Características Comunes del Fascismo Italiano y el Nazismo
- Totalitarismo: El estado fascista fue un estado totalitario. La única organización política permitida era el partido oficial (el Partido Fascista en Italia, el Partido Nacionalsocialista o Nazi, en Alemania), que goza de un poder absoluto; el poder judicial y el legislativo no son independientes y están subordinados al poder ejecutivo. El Estado fascista lo controla todo a través de la fuerza y la propaganda.
- Antimarxismo y Supuesto Anticapitalismo: El fascismo, como movimiento que apela más al sentimiento que a la razón, tenía una base ideológica muy difusa y en muchos casos contradictoria. Se define a sí mismo, a la vez, como anticapitalista y antimarxista. Ese pretendido anticapitalismo no fue más que una operación propagandística, destinada a atraer a insatisfechos con el sistema económico en tiempos de crisis. Pero, a la hora de la verdad, recibieron el apoyo del gran capital en su ascenso al poder y una vez alcanzado se aliaron con los grandes empresarios. El marxismo, y en general cualquier movimiento de ideología izquierdista, sí que se convirtió en el verdadero enemigo del fascismo.
- Militarismo y Ultranacionalismo: El Estado fascista se configuró como si fuera una organización militar, en la que debía regir la disciplina y no había lugar para la discrepancia.
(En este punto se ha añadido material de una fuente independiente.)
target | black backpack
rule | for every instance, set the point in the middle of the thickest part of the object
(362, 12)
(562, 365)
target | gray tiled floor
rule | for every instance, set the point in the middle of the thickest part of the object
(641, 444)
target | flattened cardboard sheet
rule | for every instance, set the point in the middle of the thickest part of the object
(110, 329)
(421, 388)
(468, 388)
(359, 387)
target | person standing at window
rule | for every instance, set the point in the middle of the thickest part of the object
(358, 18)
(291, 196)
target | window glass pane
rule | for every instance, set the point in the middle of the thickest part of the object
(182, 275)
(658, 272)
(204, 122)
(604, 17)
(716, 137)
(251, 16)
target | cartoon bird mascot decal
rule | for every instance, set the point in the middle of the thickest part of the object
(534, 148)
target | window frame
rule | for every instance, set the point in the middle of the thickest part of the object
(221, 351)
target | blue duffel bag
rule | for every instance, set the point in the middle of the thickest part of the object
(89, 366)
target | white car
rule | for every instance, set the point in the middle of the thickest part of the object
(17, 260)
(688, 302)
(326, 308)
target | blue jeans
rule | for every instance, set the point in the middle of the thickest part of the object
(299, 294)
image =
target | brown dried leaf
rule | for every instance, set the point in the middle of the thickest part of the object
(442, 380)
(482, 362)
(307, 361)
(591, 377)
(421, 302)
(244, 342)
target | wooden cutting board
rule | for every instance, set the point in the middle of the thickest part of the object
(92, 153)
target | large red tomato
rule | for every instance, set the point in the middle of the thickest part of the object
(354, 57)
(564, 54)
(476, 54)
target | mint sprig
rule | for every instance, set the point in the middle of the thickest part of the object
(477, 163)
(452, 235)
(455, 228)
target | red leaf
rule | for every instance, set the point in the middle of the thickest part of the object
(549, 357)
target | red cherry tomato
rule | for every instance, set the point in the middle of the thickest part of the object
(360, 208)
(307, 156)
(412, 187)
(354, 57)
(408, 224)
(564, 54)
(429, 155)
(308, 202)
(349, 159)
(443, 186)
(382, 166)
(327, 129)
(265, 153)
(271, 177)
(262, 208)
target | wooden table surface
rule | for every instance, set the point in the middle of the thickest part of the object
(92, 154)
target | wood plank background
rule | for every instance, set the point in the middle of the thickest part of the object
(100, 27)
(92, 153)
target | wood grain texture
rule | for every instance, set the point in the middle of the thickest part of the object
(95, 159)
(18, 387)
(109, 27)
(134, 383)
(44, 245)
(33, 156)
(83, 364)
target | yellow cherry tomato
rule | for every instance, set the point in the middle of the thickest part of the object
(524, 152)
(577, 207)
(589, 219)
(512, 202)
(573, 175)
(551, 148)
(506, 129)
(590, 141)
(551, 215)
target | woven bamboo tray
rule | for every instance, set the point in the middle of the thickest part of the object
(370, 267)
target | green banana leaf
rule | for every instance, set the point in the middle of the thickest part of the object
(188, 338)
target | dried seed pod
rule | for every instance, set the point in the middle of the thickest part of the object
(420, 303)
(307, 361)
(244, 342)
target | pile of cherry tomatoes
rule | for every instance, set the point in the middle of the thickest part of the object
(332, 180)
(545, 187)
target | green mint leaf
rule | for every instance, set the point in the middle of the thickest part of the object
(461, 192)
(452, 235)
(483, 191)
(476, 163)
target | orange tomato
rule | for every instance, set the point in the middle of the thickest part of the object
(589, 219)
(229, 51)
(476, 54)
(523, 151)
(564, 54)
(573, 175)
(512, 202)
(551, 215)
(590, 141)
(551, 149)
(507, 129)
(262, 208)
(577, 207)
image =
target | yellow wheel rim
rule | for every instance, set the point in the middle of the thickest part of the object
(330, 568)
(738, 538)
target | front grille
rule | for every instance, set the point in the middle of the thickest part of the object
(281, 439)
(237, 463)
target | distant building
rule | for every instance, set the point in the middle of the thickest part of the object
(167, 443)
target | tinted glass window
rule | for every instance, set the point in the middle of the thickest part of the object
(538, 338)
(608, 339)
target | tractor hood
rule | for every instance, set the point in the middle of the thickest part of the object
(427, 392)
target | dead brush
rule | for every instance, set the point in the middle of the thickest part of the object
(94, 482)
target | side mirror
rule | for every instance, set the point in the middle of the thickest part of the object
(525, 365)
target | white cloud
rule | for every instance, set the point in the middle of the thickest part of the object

Los fascistas organizaron sus propias organizaciones paramilitares (camisas negras, en Italia; la SA en Alemania) y cuando llegaron al poder potenciaron el papel de las fuerzas armadas. Por otro lado, el nacionalismo, la unidad nacional como elemento supremo, fue otra de las características más destacadas del fascismo.
- Un Líder Carismático Exaltado por la Propaganda: El Duce, el Führer (o el Caudillo en España), es decir, un gran jefe en torno al cual se organizaba toda la estructura fascista. A la manera de un rey del siglo XVII, su poder sobre el partido, el Estado e incluso la sociedad era absoluto. Para asegurarse este culto extemo a la personalidad, el fascismo se aseguró de controlar los medios de comunicación, tanto la prensa como la radio, muy utilizada por el propagandista de Hitler, Joseph Goebbels.
- Racismo y Xenofobia: Estuvieron presentes en todos los movimientos fascistas, pero en ninguno se mostraron de forma más decidida ni cruel que en el nazismo alemán. Los nazis consideraban que había razas superiores e inferiores: en el escalafón superior estaba la raza aria y por debajo las demás.
El Ascenso de Mussolini al Poder
“O nos dan el gobierno o iremos a Roma a tomarlo”. Con estas palabras, Benito Mussolini concluía su discurso durante la concentración del Partido Nacional Fascista en Nápoles, el 24 de octubre de 1922.
El 24 de octubre de 1922, Benito Mussolini lanzó una amenaza clara: “O nos dan el gobierno o iremos a Roma a tomarlo”.
El 27 de octubre, varias columnas de camisas negras se pusieron en marcha hacia Roma.
Luigi Facta daba por descontado que Víctor Manuel III aprobaría el estado de sitio, pero el rey, temiendo una guerra civil, se negó.
El 29 de octubre, Mussolini recibió en la sede del Popolo d'Italia, el periódico político que dirigía, un telegrama de uno de sus generales que decía lo siguiente: “Su Majestad el Rey me encarga rogarle que se dirija a Roma para presentarle sus respetos”.